There’s nothing more awesome than totally rocking out to a girl power song when you’re a bit down and depressed. I was thinking this the other day as I was driving along in the car, feeling pretty sad and stressed over some horrible events that had happened, when Katy Perry’s Roar came on. I sang it at the top of my voice – and I have to say it totally made me feel better!

So I thought I’d helpfully compile a list of my favourite songs to sing when the world takes a massive swing at you.

  1. Fighter by Christina Aguilera. I tend to blast this one up loud when someone has done something crappy to me. There’s nothing quite so satisfying as turning an attack into a something that makes you a better, stronger person.
  2. This is who I am by Vanessa Amorosi. I just LOVE this song. I feel like I spent so many years not embracing who I really am, and this is kind of like a personal anthem for me.
  3. I don’t want to be by Gavin Degraw. Girl power songs don’t have to be written by girls! I’m all for gender equality 🙂 Like This is who I am, this song is all about just being who you are.
  4. Titanium by Sia. I literally say these lyrics to myself  when difficult things happen. “You shoot me down, but I get up, I am titanium.” It makes me feel invulnerable, and I really like that.
  5. Shake it off by Taylor Swift. Because sometimes you really do just need to shake it off, right? Little Miss and I completely agree on this.

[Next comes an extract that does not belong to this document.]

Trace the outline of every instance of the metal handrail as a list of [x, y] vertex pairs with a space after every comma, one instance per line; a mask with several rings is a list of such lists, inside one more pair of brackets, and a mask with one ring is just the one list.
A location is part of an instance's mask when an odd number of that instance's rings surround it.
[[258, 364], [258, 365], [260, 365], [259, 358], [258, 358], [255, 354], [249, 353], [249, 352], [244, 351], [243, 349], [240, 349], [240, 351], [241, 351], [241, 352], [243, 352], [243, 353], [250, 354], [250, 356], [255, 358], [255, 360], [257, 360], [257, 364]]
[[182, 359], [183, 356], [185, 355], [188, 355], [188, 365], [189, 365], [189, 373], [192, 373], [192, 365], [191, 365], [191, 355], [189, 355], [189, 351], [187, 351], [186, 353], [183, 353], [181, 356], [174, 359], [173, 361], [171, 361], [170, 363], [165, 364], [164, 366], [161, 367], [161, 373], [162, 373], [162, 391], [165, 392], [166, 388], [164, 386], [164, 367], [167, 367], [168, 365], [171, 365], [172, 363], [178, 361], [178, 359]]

I love all of these songs, but my absolute favourite at the moment is This is My Fight Song by Rachael Platten. Every time I hear it, it gives me goosebumps. I think it’s especially meaningful because I heard it for the first time when a dear friend was battling advanced brain cancer, and I sang it for her. I also love Rachel’s story – she’s 34 and only just hit it big, after years of playing her music to audiences no bigger than about 20 people. I just love how her time has finally come, and she’s roared onto the stage with such an awesome song that probably encapsulates her stage of life right now.

How about you? What do you listen to when you need a reminder that you can totally triumph over whatever it is that has got you down?